Si votre protagoniste est concerné par de tels traits de caractère négatifs et qu’il est appelé au cours de son évolution dans l’histoire à changer, à être sauvé en quelque sorte, vous devriez alors lui donner au moins un trait positif (intelligence, loyauté, une ambition aussi, par exemple) sur lequel cette rédemption possible va pouvoir s’appuyer.
– Le personnage antipathique crée de la souffrance et généralement chez des personnages vulnérables. Vous remarquerez que les auteurs qui jouent avec cette tournure d’esprit lient les actions du personnage à son passé. Son comportement s’explique par ce qu’il a vécu (et habituellement dans son enfance). Le passé d’un personnage même s’il ne fait pas partie de l’intrigue possède des ramifications dans toute l’histoire. Et comme le lecteur a tendance à se reconnaître chez les personnages vulnérables, une antipathie naturelle se crée envers le personnage qui profite de la vulnérabilité des autres.
A lire :
PERSONNAGE & BLESSURE PSYCHOLOGIQUE
– Lorsqu’un personnage est son propre ennemi même s’il n’a pas encore la capacité de le comprendre le rend antipathique. C’est comme dans la vie réelle, il y a des personnes que l’on cherche à éviter parce qu’elles sont arrogantes, impérieuses, campées dans leurs opinions et préjugés, lunatiques, n’ont aucun sens de l’humour ou de l’autodérision, qui inspirent de la défiance ou de la suspicion ou qui ont tendance à voir le mal en tout.
L’immaturité lorsqu’elle est due à une sur-protection qui a protégé le personnage des réalités de la vie et partant, ne l’a pas mis en face de la propre réalité de sa personnalité inspire une antipathie peut-être en partie par comparaison ou envie.
Le pouvoir aussi provoque une aversion chez un protagoniste dont le lecteur ne reconnaît pas la légitimité ou dont il dénonce l’abus (encore une fois même si ce protagoniste n’a pas conscience que ses agissements blessent les autres).
L’idée à retenir est qu’un protagoniste qui n’a pas encore la capacité de comprendre que ses comportements ou certains de ses traits de caractère le rendent antipathique devra se révéler à lui-même au-travers des événements et des rencontres qu’il fera au cours de l’histoire.

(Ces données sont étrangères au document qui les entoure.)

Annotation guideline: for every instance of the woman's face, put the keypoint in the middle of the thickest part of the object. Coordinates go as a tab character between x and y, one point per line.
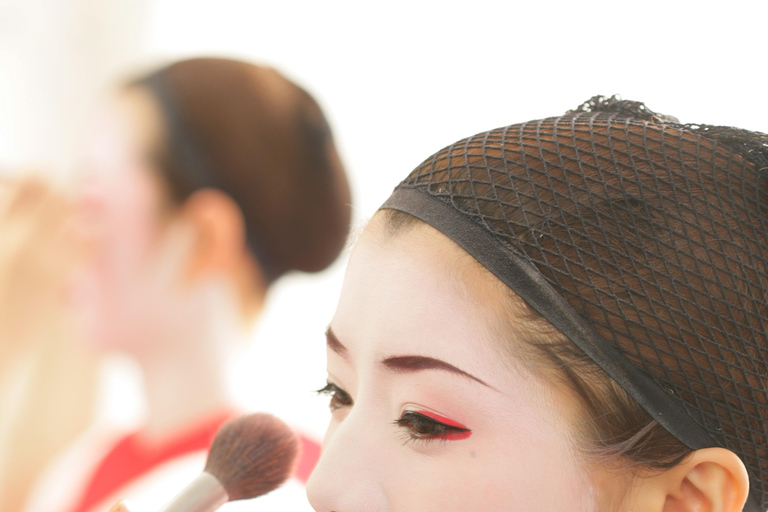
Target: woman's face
429	413
123	292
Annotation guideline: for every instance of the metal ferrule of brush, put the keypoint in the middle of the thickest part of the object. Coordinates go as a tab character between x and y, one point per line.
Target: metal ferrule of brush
204	494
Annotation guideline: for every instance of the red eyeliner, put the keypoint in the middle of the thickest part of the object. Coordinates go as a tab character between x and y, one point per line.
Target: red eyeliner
451	436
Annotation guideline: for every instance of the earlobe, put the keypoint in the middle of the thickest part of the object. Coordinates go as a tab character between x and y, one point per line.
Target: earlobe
220	232
709	480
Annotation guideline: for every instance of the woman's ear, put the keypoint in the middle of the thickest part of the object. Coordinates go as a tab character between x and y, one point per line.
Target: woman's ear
219	228
709	480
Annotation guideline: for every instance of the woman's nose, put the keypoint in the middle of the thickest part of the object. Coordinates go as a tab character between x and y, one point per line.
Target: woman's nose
347	477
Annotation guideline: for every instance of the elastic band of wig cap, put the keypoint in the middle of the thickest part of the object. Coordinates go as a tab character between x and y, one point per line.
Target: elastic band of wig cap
526	281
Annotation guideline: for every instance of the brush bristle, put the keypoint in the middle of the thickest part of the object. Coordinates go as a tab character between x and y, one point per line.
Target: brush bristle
252	455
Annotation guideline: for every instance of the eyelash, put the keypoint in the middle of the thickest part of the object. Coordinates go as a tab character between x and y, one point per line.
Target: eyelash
339	397
420	427
417	426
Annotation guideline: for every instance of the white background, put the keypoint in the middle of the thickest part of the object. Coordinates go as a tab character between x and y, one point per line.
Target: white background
398	80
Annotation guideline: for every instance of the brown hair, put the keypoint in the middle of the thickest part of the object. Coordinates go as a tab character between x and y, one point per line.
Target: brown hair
264	141
655	233
614	427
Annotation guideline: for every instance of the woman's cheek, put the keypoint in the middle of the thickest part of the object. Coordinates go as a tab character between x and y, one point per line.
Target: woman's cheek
333	425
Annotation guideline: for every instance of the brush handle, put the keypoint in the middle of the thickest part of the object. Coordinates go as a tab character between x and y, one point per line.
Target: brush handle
204	494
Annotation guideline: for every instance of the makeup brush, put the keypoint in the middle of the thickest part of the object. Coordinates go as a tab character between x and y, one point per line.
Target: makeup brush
250	456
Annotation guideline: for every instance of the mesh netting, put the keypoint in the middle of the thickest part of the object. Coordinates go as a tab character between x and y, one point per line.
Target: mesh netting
654	232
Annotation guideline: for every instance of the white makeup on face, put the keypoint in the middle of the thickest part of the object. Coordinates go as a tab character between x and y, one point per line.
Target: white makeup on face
436	419
128	292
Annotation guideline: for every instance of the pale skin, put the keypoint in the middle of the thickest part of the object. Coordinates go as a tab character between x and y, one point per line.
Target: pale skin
44	378
417	294
165	279
520	454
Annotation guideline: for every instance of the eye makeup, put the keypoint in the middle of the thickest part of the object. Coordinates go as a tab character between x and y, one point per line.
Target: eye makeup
425	425
339	397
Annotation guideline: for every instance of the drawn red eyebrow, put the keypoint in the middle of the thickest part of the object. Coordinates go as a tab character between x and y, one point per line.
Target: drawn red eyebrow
411	364
403	364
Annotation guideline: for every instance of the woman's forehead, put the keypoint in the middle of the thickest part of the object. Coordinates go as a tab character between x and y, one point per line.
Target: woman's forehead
415	292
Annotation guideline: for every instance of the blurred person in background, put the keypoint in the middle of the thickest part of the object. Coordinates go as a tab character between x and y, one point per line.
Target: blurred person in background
211	179
45	379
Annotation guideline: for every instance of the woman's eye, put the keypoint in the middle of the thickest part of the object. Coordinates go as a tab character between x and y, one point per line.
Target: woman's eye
421	426
339	397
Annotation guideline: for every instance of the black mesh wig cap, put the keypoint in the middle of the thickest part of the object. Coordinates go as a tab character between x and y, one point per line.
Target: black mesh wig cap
643	240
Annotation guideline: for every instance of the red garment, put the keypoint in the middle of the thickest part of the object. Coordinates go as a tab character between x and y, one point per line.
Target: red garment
131	458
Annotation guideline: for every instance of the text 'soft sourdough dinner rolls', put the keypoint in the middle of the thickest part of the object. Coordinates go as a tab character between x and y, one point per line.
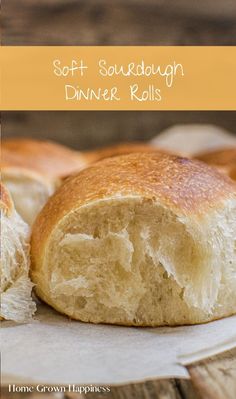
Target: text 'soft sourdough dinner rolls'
223	159
16	287
31	170
140	239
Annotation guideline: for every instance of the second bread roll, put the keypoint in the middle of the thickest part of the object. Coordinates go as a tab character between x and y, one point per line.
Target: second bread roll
141	239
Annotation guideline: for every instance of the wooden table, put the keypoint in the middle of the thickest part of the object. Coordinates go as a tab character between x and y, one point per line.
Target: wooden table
152	22
214	378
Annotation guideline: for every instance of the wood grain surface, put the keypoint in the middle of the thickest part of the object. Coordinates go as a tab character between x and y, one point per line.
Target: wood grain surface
124	22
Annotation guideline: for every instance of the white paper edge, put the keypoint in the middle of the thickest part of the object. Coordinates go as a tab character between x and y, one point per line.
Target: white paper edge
203	354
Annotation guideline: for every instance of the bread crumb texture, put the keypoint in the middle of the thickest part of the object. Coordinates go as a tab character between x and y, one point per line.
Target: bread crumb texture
140	239
16	287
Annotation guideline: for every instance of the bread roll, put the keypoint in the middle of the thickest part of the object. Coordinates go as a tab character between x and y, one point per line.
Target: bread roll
29	190
141	239
118	149
31	170
45	157
16	287
224	160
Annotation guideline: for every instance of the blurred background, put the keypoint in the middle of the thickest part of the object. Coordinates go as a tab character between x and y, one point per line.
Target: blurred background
113	22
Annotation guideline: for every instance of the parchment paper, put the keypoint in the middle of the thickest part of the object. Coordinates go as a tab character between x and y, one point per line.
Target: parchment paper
55	350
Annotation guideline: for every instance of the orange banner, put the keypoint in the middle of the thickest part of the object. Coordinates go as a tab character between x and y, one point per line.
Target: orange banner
118	78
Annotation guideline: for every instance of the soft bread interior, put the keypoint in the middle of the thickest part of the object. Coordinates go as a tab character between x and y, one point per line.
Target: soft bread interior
29	193
16	287
132	261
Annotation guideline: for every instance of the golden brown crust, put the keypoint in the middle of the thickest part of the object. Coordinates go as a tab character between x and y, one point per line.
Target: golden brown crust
46	157
224	160
5	200
118	149
187	187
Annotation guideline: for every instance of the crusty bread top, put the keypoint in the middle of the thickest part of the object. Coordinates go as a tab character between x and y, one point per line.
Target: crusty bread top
225	159
46	157
118	149
187	187
5	201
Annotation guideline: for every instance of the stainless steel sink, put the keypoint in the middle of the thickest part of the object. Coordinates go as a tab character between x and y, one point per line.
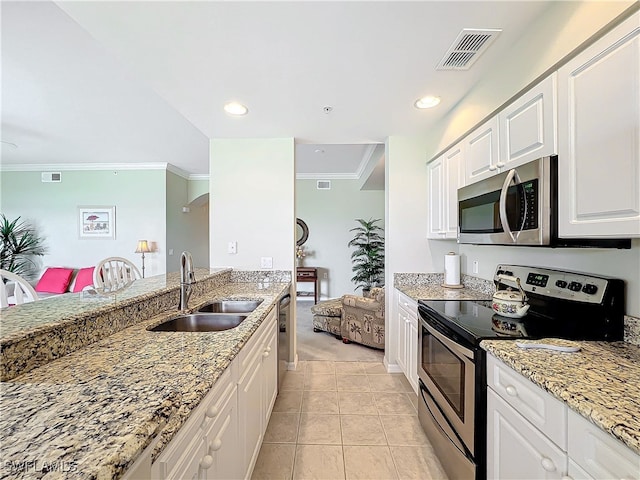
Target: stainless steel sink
230	306
200	322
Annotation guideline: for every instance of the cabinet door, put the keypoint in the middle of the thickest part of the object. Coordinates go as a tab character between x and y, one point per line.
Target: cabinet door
528	126
436	195
515	449
270	373
250	402
412	364
599	137
222	441
453	177
481	152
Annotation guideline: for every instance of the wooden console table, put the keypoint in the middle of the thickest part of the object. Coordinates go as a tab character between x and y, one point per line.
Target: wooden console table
308	274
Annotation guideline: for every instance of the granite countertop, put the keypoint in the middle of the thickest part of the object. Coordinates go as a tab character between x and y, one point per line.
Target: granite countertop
600	382
422	286
91	413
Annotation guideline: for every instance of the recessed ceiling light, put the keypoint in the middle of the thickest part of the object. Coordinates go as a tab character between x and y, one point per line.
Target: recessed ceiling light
235	108
427	102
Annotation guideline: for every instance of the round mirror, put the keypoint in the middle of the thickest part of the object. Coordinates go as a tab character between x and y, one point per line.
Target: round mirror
302	232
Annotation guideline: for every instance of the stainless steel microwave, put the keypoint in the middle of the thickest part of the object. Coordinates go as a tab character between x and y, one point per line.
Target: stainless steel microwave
518	207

– Le personnage crée des sentiments contradictoires chez le lecteur, du moins il le met mal à l’aise. Il peut évoquer des sentiments de vulnérabilité que le lecteur peut reconnaître indirectement chez des personnes qu’il connaît et avec lequel il a des problèmes similaires (souvenez-vous que le lecteur rechigne à reconnaître qu’il éprouve en lui les sentiments exacts qu’il croit déceler chez un personnage, il évite par conséquent de se comparer au personnage).
De même, une action méprisable chez un héros (cela arrive et lui donne de la profondeur) peut créer un véritable sentiment d’inconfort chez le lecteur.
– Le personnage attire le lecteur. En effet, même s’il ne parvient pas à s’identifier avec le protagoniste, le lecteur est immanquablement attiré par lui. Cette fascination est probablement compliquée à expliquer mais on peut tabler en grande partie sur la pulsion scopique qui fait de nous tous en quelque sorte des voyeurs . Nous sommes plus ou moins curieux à propos de la vie des autres et même lorsque cette vie est imaginaire. Par contrecoup, nous nous surprenons à haïr ou à mépriser cet individu de fiction qui nous force à l’observer.
– Et aussi surprenant que cela puisse paraître puisque le passé d’un personnage nous aide à l’apprécier, ce même passé peut nous le rendre détestable. Un principe est certain : le passé d’un personnage renforce toujours sa position actuelle dans l’histoire.